Grace Ndiritu interviews Nancy Popp for Educating Rita 4.11.17

a Post-hippie, Skate, Surf, Street, Neo-Tribal Fashion book project

Nancy Popp
Los Angeles
visual artist, educator and yoga teacher

NP: I guess I hear what you are saying. There are public uses of the body and there are private uses of the body. And it is really important to differentiate between them. One of the things we can do when we protest is engage in the public use of the body for private means. This is the AIDS crisis, right? You are used the body in public in a way as a protest but you are actually dealing with private issues and reflecting private issues. In an interesting way that Texas protest that you’ve brought up, which is about private use of a simulated body part, is about female pleasure as opposed to male dominance — so it is very complex. Judith Butler gave a talk in 2011 in response to the Arab Spring and the uprisings in the Middle East. In it she talks about the body in public and how the body can be used in very unique way to hold space, how important it is to hold space as a community body. The talk is called Bodies in Alliance and the Politics of the Street. I used it a lot in reference to protest, especially around Occupy where you had these masses of bodies in public space.
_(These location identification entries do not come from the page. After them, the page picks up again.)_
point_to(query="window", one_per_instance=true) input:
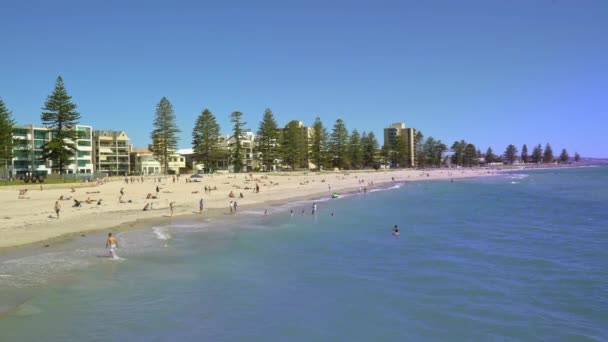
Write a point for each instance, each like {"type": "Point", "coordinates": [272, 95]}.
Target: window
{"type": "Point", "coordinates": [84, 133]}
{"type": "Point", "coordinates": [20, 132]}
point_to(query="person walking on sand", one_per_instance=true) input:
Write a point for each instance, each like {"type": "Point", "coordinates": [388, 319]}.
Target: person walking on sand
{"type": "Point", "coordinates": [112, 243]}
{"type": "Point", "coordinates": [57, 208]}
In Los Angeles at the of the turn of the century, there were so many political movements in Los Angeles — anarchists, publishers, union halls, lobbyists- and the history of much of those organizations were completely lost and not passed on. But it is important to realise how much action there has been historically. I mean, AIDS and ACT UP is very recent. There is a great printmaker and historian named Nicolas Lampert who lives in Milwaukee, Wisconsin. He has written a book called The People’s Art History of the United States, taken off of Zinn — Howard Zinn’s book, A People’s History of the United States. And in this book he links a lot of art practices that were supportive of political movements from the mid-19th century onward. It is a very, very, very long history. In LA in the early 20th century there were laws banning public gathering in public spaces. It was illegal to gather; it is nothing new. This is what the US was intended to foster, this kind of lack of public protest in reaction to a lot of the social movements that they saw happening in Europe for decades and centuries. The US was in some ways directly founded to eliminate that kind of possibility for public movements, social uprisings. It is hard to organize here.

GN: Why? Why is it harder than anywhere else, in other countries?